Wednesday, January 26, 2011
As fans
I demonstrated how, even though Samuel Beckett's First Love and Other Stories, is in fact taller and wider than my Livre de Poche edition of Nerval's Sylvie, the latter being thinner makes it a much better fan in this weather, and that The Cultural Cringe by A. A. Phillips, although very slightly taller than the Nerval, a fraction thinner and much the same width, loses what it gains in height and loses in depth by a textured cover that bends less easily and must trap the air.

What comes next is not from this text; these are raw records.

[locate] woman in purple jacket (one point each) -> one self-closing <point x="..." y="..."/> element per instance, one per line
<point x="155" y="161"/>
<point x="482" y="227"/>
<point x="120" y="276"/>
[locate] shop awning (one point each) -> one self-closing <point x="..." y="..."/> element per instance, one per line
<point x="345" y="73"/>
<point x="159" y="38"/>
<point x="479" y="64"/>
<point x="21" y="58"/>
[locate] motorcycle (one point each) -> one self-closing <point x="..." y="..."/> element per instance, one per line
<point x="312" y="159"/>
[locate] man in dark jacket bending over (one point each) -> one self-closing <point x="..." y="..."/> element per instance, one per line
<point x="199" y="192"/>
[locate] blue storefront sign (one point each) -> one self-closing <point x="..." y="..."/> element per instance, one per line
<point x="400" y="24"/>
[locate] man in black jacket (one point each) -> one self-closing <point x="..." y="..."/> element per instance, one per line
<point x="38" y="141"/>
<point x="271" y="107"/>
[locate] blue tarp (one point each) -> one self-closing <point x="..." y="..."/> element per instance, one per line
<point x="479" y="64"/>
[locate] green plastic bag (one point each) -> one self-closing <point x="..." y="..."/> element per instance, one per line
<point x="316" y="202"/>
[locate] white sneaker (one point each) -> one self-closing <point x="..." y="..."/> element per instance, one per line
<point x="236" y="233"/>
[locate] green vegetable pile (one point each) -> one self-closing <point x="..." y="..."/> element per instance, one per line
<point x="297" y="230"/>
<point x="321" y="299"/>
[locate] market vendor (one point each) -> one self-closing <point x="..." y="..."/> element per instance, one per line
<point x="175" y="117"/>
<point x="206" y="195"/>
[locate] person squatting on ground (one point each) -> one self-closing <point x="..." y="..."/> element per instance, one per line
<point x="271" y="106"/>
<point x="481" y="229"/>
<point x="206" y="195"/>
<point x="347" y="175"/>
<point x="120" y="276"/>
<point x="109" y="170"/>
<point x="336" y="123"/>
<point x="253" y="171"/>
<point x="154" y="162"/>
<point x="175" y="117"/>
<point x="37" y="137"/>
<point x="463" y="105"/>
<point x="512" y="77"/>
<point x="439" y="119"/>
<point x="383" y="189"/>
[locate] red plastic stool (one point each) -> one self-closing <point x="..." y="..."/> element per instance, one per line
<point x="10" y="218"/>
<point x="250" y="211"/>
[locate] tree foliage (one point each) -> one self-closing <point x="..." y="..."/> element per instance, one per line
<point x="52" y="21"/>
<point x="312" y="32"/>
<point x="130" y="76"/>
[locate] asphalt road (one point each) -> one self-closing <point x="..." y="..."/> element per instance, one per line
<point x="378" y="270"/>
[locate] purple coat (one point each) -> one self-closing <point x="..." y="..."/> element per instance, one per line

Knocking Wagner onto the floor
She maintained that she only held on to her assertion that Wagner was kitsch, quoting from Kundera here -- in fact quoting Kundera's definition of kitsch which was the kitsch that mattered, as she said, in this culture of ours which pretends that kitsch is only the tooth bling of the TV characters Kath and Kim, when in fact it makes grow all our most noblest bad lines and seemingly moving endings -- only holding onto this assertion about Wagner even if she didn't know anything about Wagner -- since she was seized with an urge to destroy. And besides, against her admittedly more knowledgeable friend's flat dismissal of everything she had to say, it was always preferable to knock Wagner onto the floor than do anything else.
Monday, January 24, 2011
Writing the treatise
Although I actually said: every time I pick up Gitta Honegger's biography of Thomas Bernhard, a mosquito circles around me, trying to bite my hands, she thought I had said Thomas a Becket, and from this evolved an entirely different conversation from the one I might have had about this writer that nobody around me has read -- or entomology, of course, since mosquitoes have formed the one long plague of these past several weeks, and to think otherwise, as I harangued her later, you would have to have been living in a fridge or the very interior of an abandoned lime works, merrily writing the treatise your companion, at the point of homicidal mania, has been trying to write for years.
Friday, January 14, 2011
A woman cogently arguing with no one
Just to list them: first a woman cogently arguing with no one, unless it was the toddler, who wasn't answering; second, a woman in a long-sleeved glittering top in the heat pulling along a young child who pulled along with him a flowering plant that was soon pulled out of the soil; third, an elderly golden retriever trailing a long black udder in the lawn.
Finally: when crossing the park, is it better to walk in the grey rut that everyone has worn in the grass or to walk, as I do for no clear reason, about a metre parallel?
Finally: when crossing the park, is it better to walk in the grey rut that everyone has worn in the grass or to walk, as I do for no clear reason, about a metre parallel?
Wednesday, January 12, 2011
Happiness from a rascal
When I told her that I would never give money to the particular busker we saw pocketing the gold coins some people had given him, presumably so that the contents of his guitar case might continue to look pathetic, she said how, when she'd given him two dollars a week ago and he'd thanked her and told her she'd been the first to give anything all morning, even someone saying that he had just said the same thing to her had failed to erase the stupid lightheaded happiness she was experiencing -- the kind of happiness from a rascal, as she said, you'd like to see cuffed.